My Lords, it is an absolute pleasure to follow the noble Lords, Lord Cameron and Lord Krebs, and the noble Baroness, Lady Hayman. I was privileged to be able to put my name to the amendment. It is the only time my name appears on any amendment, because I was not sworn in to your Lordships’ House until late June and I missed part of the early debate. I do not want to repeat points, but my experience is worth sharing with the House.

First, I want to make a topical point, which is that I was not impressed on Sunday by the BBC “Countryfile” programme, which dealt with this subject, nor by “Farming Today” yesterday. I will not go over the details, but they were not impressive examples of how to explain the technique to the public. It is a simple change to allow faster methods of plant breeding by access to novel gene-editing procedures. Such changes that take place would be the same as, but faster than, traditional plant breeding methods. Plant breeding is not politically sexy; it does not get a high profile in journals and on TV, and most members of the public would not have a clue about what goes on with the plant breeding technology we use.

As has been said, gene editing has nothing to do with genetic modification, because no foreign DNA is used. The European Union currently makes no distinction between gene editing and GMO technology, and that is the purpose of the amendment, although that might change. The EU regulations have emptied some UK laboratories, because people and companies left to work outside the EU. Companies abandoned first-class labs, one of which I visited in the Home Counties after I left the Government in October 2008, and it was tragic to see the empty space and the lost scientific opportunities.

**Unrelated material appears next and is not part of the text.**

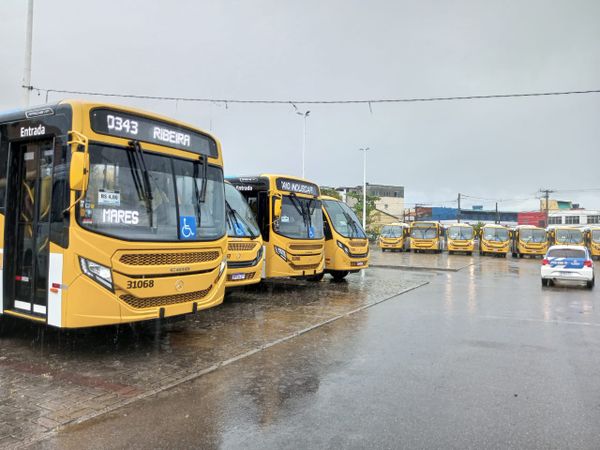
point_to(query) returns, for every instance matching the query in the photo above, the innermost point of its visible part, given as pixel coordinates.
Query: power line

Of course, new methods need handling with care for plants and consumers. I have got scars from 1997 to 1999, when I dealt with genetic modification. Going back to the previous debates, I was taken by what the noble Baroness, Lady Boycott, said about Monsanto. During that time, I met the man from Monsanto, and I explained to him that lectures to me and other Ministers about how we should grow our food from the company that gave us Agent Orange did not go down very well. Monsanto, of course, does not exist now; it is subsumed into the companies.

When I arrived at the Food Standards Agency, when I was at Defra the second time, from 2006 to 2008, it did not really figure. When I got to the Food Standards Agency in 2009 as chair, we had been charged by the Government with running an information campaign. In fact, we had started the process, we had appointed Professor John Curtice to chair some of the public meetings and deliberations. But it was ended. There was a reluctance from some groups to embrace any idea of new technology. The anti-science groups are still vocal and are clearly deliberately linking Amendment 275 to GMO technology. I have had hundreds of emails and notices, like everyone else, and I have actually read the standard line. It is more difficult to describe products

in a single plant species as Frankenstein food, so they do not do it. But the idea is to link the two together using the letter G, which is alleged to be the one that frightens people. It is precision breeding, nothing more nor less.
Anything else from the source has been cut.